O príncipe agradeceu à manifestação sincera do povo da Vila de Santos e passou o restante do dia em pedidos de informações da situação militar nas fortalezas do Itapema e da Barra Grande contra possíveis ataques de barcos de guerra. Restava aguardar a chegada do correio da Corte com as cartas da princesa Leopoldina e do seu ministro José Bonifácio, que prometeram informá-lo dos acontecimentos em Portugal que, com o Brasil, formava um Reino Unido, estando D. João VI no trono. Passou mais uma noite no Palácio dos Governadores. Iria sentir saudades da Vila de Santos, onde recebera carinhosas manifestações de amizade e simpatia. Um dia voltaria, vivo ou morto!

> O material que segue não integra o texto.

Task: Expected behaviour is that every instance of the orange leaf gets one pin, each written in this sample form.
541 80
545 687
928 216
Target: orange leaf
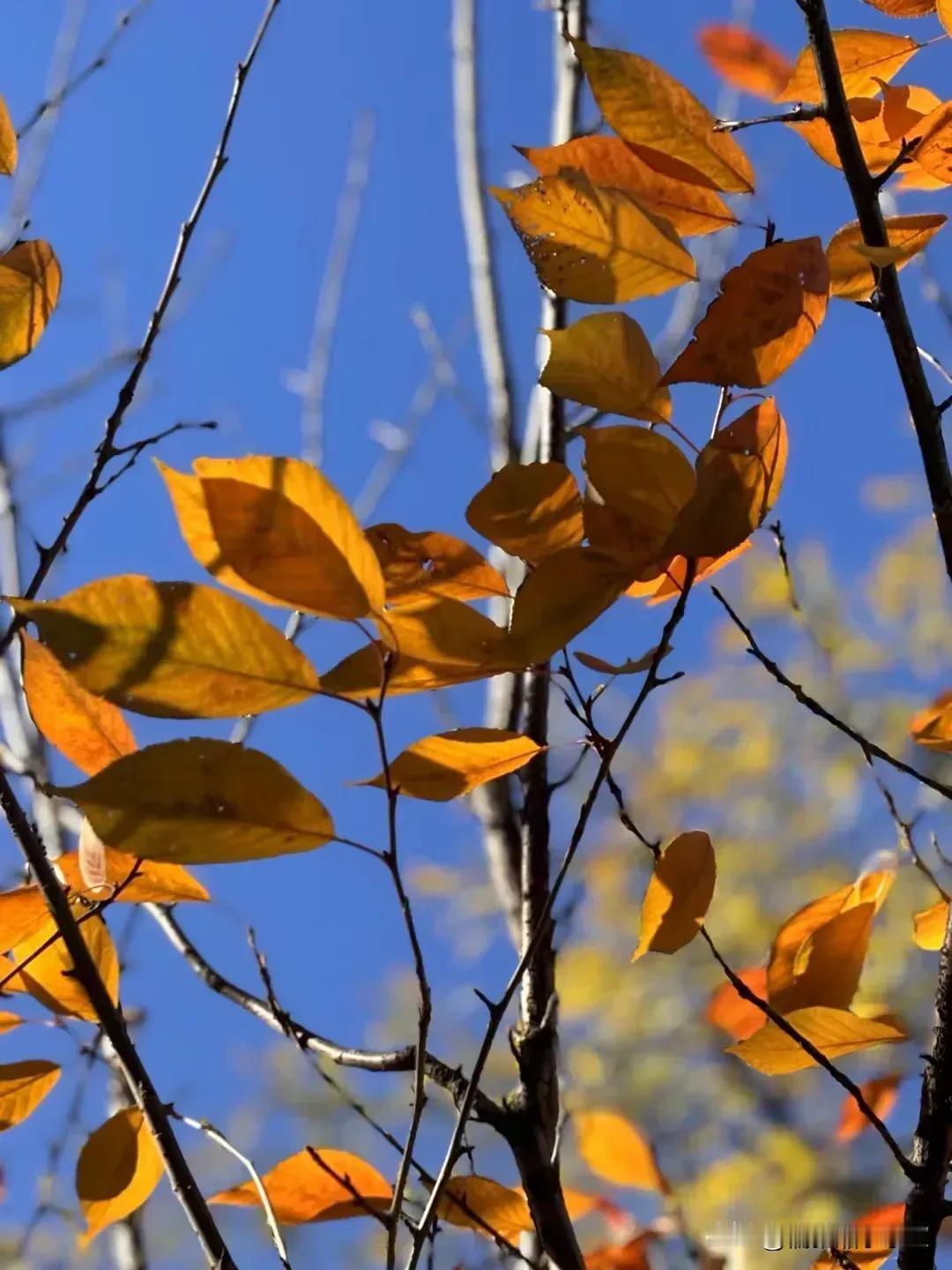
607 361
729 1011
303 1191
652 111
596 244
744 60
880 1094
88 730
689 207
424 565
678 894
768 311
866 57
528 510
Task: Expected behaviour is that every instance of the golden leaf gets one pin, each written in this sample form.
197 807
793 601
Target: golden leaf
303 1191
117 1169
596 244
678 894
201 802
767 314
658 115
170 649
452 764
607 361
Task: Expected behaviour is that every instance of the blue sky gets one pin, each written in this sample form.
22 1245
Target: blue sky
124 165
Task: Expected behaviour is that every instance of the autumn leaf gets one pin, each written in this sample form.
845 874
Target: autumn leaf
201 802
658 115
866 58
88 730
452 764
689 207
850 259
881 1094
739 478
170 649
29 288
23 1086
51 975
834 1033
606 361
117 1169
678 894
426 565
301 1189
929 926
594 244
614 1151
528 510
767 314
744 60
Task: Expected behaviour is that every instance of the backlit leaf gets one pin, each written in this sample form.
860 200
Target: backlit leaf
833 1032
528 510
170 648
596 244
23 1086
850 259
29 288
88 730
201 802
652 111
117 1169
866 57
301 1191
452 764
607 361
729 1011
881 1094
424 565
767 314
689 207
678 894
614 1151
744 60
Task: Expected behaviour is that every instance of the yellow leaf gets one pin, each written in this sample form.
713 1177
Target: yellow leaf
606 361
201 802
850 259
689 207
23 1086
881 1094
301 1191
86 729
426 565
739 476
833 1032
596 244
279 530
744 60
614 1151
528 510
866 57
51 975
767 314
929 926
654 112
678 894
29 288
476 1203
452 764
117 1169
170 649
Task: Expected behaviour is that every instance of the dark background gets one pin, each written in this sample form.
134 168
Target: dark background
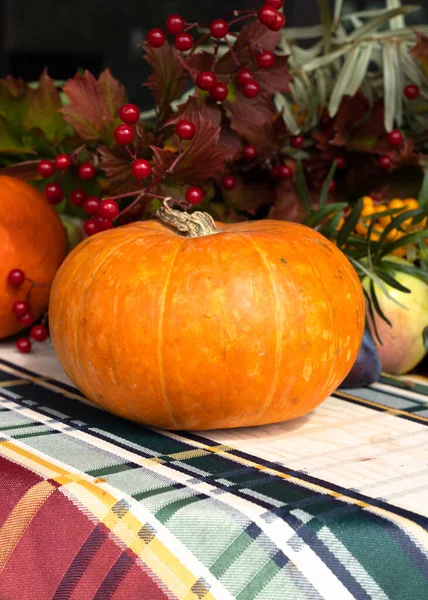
94 34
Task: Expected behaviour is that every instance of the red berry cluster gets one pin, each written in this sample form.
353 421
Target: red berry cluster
22 311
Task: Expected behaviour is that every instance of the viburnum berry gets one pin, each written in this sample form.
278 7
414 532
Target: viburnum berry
185 129
341 163
266 59
228 182
251 88
124 135
205 80
249 152
175 24
46 168
411 91
183 42
141 168
156 37
77 197
385 163
267 15
23 345
86 171
129 114
53 193
109 209
395 137
219 92
39 333
27 319
219 28
243 76
91 205
20 307
62 162
279 23
194 195
103 223
296 141
16 277
90 227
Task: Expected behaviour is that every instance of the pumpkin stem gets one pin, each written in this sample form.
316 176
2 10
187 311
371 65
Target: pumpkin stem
195 224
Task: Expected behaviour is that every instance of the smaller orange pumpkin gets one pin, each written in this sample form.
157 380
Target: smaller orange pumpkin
33 239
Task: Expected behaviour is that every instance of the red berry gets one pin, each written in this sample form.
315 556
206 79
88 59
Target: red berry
91 205
86 171
175 24
141 168
16 277
20 307
23 345
90 227
103 223
384 163
156 37
219 92
205 80
243 76
296 141
183 42
129 114
54 193
266 59
109 209
219 28
27 319
39 333
228 182
62 162
251 89
124 134
46 168
395 137
77 197
279 23
194 195
267 15
340 163
411 91
185 129
249 152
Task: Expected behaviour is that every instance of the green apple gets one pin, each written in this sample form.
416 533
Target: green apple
402 346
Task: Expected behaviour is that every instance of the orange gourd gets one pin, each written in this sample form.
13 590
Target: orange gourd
33 239
248 324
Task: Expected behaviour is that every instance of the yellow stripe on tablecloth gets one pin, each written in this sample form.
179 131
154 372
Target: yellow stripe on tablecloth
100 502
20 518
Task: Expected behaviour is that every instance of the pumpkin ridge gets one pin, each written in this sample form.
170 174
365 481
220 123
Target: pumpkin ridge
167 404
79 308
278 345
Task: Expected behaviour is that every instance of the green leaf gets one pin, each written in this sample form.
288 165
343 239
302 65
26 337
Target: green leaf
302 188
322 213
326 186
350 223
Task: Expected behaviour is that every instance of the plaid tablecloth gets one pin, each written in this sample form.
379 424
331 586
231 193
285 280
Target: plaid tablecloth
331 506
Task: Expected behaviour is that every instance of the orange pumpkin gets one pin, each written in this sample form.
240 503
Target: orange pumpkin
33 239
248 324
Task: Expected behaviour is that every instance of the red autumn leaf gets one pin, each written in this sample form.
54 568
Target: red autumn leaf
44 103
203 159
93 105
167 82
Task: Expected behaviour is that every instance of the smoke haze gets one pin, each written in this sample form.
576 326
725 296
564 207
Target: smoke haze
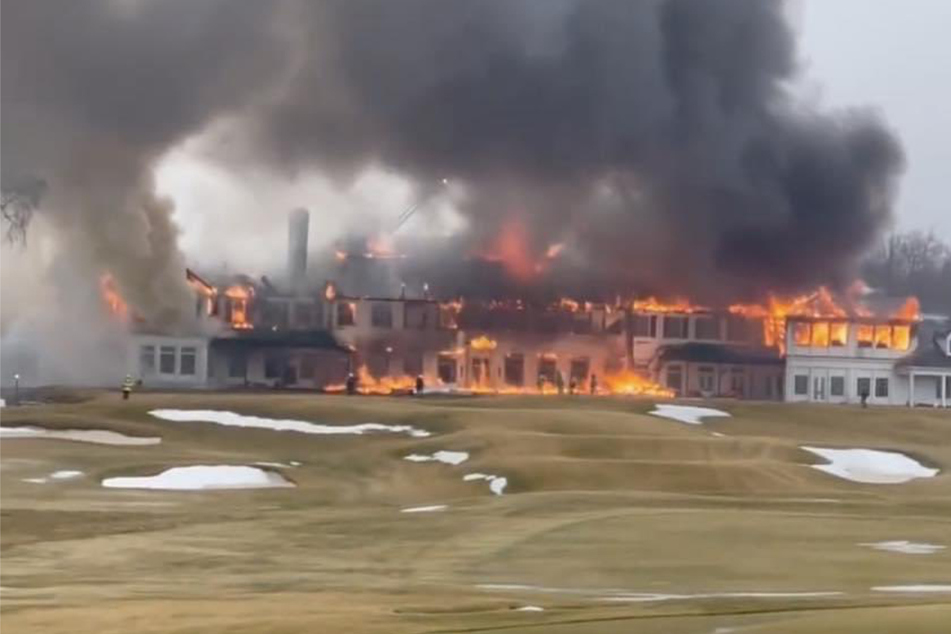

Na manhã do dia 7 de setembro, na companhia de toda a escolta, Dom Pedro deixou o Palácio. Chuviscava e fazia frio. Os morros e a Serra do Mar estavam escondidos em densos nevoeiros. O príncipe e a comitiva retornaram pelas mesmas ruas, agora desertas, pela hora matinal, até o cais do Porto do Consulado. Embarcaram nas mesmas lanchas a remo e a vela, depois das despedidas às autoridades da Vila. Foram desembarcar no porto fluvial de Cubatão, onde os esperavam os tropeiros, mulas e bestas de carga, bem arreadas e sela cômoda.

Dom Pedro montou forçuda besta gateada, baia. Os tropeiros seguiram à frente, como batedores, para escalar a Serra do Mar e alcançar o Planalto de Piratininga. O resto a História do Brasil conta.